Q9 of 38 · Test design
Design test cases for a multi-step wizard using state transition testing.
Short answer
Short answer: Model each wizard step as a state, transitions between them as user actions ('next', 'back', 'save and exit'), and design tests that cover every state, every valid transition, and the most-likely invalid transitions (skipping, refreshing, going back to a step with stale data).
Detail
A multi-step wizard is a near-perfect candidate for state transition testing because the bugs cluster in transitions: data loss when navigating back, validation on the wrong step, partial submissions, and recovery after the user refreshes the page.
Step 1: Map the states and transitions. A 4-step "create account" wizard: Step1 (email) → Step2 (profile) → Step3 (plan) → Step4 (confirm) → Submitted, plus error states (Validation Error per step, Session Expired, Network Failure).
Forward transitions: Next from each step. Backward: Previous, restoring previously entered data. Side: Save-and-exit (creates a draft); Cancel (discards everything). Failure: Validation error stays on the same step; session expiry kicks back to Step1; network failure stays on the current step with retry.
Step 2: Derive coverage:
- State coverage (every state visited): 8 cases minimum, one per state.
- Transition coverage (every valid transition exercised): forward through all 4 steps; backward at each step; save-and-exit at each step; cancel from each step.
- Invalid transition coverage: try to skip Step2 by submitting from Step1's URL; submit Step3's form with Step2 not completed; refresh on Step3 — does state survive?
Step 3: Add data integrity tests around transitions:
- Enter data in Step2 → go back to Step1 → return to Step2 → data should still be there.
- Enter data in Step2 → close browser → reopen → resume? Or start over?

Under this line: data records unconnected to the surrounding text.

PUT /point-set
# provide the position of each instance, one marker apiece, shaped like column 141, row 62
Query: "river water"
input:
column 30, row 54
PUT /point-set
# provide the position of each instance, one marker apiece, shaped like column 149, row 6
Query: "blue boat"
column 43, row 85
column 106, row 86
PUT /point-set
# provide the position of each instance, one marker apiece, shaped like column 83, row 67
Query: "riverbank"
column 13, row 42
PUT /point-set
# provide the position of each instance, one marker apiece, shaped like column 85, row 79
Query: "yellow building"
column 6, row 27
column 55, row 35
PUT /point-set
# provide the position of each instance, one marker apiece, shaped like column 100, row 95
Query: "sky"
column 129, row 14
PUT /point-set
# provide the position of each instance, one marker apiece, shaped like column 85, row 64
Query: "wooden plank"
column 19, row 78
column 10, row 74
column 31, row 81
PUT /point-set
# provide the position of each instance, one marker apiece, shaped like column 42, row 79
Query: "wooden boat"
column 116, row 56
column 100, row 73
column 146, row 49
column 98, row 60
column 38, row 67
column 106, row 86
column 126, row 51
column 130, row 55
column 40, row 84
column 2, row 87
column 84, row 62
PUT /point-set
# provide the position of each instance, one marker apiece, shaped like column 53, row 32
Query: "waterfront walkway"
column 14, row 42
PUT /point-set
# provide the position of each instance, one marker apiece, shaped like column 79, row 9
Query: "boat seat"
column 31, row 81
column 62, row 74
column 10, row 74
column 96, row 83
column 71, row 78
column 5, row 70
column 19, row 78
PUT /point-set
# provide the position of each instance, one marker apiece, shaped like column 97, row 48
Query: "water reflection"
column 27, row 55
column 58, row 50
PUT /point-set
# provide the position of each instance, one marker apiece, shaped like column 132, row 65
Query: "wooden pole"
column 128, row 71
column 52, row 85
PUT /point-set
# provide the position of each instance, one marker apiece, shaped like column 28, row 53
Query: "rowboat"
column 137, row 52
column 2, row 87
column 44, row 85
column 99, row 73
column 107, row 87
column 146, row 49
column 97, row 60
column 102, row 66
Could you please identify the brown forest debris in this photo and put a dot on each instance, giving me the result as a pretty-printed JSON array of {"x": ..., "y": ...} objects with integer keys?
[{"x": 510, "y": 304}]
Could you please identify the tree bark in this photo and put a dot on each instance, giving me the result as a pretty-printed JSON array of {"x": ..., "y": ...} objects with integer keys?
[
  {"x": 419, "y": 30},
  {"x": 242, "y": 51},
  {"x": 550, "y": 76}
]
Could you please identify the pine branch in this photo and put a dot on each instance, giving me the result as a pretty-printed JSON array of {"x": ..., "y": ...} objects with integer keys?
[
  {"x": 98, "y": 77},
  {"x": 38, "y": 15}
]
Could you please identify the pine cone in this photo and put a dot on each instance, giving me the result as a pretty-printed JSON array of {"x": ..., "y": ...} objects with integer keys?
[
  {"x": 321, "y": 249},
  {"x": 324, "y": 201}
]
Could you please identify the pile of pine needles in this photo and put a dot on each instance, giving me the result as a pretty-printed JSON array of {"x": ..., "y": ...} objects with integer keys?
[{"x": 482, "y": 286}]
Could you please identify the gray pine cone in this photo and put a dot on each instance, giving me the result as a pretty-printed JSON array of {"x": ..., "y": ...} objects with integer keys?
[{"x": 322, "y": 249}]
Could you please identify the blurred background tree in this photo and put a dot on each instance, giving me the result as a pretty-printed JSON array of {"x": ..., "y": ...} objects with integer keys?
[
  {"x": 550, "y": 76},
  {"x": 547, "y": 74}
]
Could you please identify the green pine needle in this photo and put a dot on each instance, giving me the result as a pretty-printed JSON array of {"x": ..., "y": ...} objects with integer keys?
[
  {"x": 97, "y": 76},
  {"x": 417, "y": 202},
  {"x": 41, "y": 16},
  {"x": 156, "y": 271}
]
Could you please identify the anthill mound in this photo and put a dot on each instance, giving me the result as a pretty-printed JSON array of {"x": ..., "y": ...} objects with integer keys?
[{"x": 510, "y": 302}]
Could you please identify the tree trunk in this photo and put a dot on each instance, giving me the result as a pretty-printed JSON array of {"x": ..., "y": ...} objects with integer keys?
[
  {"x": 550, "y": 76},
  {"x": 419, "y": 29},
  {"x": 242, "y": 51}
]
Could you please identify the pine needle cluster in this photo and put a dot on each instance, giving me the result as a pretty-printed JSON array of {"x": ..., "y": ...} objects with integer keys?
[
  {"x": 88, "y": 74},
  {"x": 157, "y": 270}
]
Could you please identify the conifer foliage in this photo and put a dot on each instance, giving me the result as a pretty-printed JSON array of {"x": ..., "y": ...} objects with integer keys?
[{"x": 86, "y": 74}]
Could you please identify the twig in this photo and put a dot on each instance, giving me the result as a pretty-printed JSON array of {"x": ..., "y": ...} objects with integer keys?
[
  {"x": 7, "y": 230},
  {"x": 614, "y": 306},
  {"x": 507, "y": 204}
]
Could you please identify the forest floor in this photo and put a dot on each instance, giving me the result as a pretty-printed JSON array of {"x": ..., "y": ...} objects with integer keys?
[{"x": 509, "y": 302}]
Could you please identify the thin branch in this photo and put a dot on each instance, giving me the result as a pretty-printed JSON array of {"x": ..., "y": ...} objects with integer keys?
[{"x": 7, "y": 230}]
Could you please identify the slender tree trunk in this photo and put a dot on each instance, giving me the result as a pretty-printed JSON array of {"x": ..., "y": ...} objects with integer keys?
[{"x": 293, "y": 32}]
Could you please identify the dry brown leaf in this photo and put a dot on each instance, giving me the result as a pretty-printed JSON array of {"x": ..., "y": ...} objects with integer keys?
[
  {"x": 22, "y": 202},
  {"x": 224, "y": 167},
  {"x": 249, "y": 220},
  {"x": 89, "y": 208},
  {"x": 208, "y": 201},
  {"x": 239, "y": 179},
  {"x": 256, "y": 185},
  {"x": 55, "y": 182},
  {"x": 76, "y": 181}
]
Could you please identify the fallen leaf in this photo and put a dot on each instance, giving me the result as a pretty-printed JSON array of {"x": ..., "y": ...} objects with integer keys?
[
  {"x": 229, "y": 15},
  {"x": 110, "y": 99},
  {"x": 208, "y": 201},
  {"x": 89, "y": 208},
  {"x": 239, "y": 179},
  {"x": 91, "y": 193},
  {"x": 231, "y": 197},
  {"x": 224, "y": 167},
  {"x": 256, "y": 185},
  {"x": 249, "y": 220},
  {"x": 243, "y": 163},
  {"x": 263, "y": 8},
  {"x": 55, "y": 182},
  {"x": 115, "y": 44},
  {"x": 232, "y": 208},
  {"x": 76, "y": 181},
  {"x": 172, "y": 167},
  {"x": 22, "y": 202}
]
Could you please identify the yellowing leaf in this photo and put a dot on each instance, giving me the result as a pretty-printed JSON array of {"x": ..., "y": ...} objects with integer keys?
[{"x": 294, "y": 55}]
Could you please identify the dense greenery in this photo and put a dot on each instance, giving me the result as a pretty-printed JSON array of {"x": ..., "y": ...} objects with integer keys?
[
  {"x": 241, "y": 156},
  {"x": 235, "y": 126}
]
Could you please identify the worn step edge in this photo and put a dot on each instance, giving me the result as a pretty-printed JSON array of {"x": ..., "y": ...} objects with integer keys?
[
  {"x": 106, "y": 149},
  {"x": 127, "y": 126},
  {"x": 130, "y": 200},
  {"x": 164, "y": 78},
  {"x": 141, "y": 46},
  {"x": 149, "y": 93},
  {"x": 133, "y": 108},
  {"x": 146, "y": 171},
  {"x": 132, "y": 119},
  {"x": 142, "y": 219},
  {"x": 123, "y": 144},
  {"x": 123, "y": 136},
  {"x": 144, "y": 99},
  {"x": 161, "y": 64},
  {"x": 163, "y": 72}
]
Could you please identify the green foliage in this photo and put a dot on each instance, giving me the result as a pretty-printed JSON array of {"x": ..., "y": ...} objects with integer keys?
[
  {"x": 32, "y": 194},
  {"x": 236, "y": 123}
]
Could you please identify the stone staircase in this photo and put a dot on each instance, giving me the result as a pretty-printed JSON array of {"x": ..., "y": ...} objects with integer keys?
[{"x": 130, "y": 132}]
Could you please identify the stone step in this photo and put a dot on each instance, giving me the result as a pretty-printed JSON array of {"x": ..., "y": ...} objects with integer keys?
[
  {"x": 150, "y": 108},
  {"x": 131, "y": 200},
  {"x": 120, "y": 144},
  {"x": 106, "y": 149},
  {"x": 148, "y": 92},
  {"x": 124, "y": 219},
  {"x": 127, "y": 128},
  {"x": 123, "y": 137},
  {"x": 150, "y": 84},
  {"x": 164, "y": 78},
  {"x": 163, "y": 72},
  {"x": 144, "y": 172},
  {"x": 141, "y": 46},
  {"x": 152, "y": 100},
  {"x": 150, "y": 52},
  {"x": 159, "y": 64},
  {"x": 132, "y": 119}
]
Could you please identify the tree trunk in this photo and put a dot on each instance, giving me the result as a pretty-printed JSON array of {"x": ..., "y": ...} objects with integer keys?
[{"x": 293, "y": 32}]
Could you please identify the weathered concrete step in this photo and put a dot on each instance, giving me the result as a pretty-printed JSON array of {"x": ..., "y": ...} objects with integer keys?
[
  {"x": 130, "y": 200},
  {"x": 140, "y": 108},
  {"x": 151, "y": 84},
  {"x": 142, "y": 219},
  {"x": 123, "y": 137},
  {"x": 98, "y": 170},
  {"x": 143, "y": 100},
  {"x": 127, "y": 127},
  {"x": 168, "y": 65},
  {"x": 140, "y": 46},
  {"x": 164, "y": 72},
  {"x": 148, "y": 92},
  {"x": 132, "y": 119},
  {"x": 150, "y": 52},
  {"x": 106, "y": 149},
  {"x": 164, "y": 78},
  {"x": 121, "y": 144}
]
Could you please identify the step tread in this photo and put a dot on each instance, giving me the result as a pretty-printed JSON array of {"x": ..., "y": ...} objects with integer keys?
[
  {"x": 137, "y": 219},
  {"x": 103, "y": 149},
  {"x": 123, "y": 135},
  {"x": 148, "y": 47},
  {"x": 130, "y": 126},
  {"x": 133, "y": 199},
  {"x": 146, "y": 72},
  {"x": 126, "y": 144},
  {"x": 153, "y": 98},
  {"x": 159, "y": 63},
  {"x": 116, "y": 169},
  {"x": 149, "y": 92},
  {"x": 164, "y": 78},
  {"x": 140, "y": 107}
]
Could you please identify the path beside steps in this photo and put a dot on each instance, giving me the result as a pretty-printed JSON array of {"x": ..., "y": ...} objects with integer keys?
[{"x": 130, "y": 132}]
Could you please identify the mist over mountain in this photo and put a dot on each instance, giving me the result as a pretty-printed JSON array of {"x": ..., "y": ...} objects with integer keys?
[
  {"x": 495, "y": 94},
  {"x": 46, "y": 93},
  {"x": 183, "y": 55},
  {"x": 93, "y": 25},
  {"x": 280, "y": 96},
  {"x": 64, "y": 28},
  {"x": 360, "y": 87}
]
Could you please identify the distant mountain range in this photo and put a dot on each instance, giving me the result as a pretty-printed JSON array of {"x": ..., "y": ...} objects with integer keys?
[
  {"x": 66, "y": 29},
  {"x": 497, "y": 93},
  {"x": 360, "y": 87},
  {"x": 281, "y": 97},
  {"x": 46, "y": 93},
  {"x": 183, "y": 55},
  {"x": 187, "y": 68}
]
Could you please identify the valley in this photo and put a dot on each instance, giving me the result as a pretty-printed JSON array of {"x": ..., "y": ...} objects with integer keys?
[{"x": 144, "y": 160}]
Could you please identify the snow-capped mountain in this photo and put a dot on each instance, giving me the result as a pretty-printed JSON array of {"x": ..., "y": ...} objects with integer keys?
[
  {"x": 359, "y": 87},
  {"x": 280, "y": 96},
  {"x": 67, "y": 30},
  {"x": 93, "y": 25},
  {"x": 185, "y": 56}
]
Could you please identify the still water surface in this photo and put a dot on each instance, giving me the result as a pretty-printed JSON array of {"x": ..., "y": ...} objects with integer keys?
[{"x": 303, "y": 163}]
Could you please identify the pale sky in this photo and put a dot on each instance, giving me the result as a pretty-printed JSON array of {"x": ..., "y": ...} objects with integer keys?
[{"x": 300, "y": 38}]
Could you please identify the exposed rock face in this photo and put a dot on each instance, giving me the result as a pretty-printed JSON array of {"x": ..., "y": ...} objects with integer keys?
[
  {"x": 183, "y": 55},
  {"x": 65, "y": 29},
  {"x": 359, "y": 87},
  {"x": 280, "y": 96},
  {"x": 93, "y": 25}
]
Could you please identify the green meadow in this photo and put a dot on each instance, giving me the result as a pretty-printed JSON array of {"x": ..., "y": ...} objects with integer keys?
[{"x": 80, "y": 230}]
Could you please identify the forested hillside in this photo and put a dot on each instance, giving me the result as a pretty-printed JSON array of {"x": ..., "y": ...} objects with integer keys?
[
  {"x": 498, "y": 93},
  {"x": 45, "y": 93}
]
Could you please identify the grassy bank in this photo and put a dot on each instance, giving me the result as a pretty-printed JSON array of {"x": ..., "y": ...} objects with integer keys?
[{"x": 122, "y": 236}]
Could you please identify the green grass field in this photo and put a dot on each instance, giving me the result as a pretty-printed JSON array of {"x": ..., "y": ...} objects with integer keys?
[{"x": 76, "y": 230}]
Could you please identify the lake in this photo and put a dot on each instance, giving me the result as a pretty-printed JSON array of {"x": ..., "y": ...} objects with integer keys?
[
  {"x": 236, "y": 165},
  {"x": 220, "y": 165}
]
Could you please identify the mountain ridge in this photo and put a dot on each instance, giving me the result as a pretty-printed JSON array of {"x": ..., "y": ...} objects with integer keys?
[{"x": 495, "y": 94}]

Test per spec.
- Enter Step3 → go back to Step1 → change email → does Step3 reset, or are we now confirming a stale combination?
Step 4: Add the meta-tests:
- URL-direct access — typing /wizard/step3 directly should redirect to step1 if not started, or land on step3 if data is in place.
- Browser back-button vs in-app back button — both should produce sensible behaviour.
- Two tabs editing the same wizard — usually causes data corruption if not handled.
A senior tester knows that wizards are bug magnets and explicitly probes the cross-product of state × user-behaviour, not just the linear path.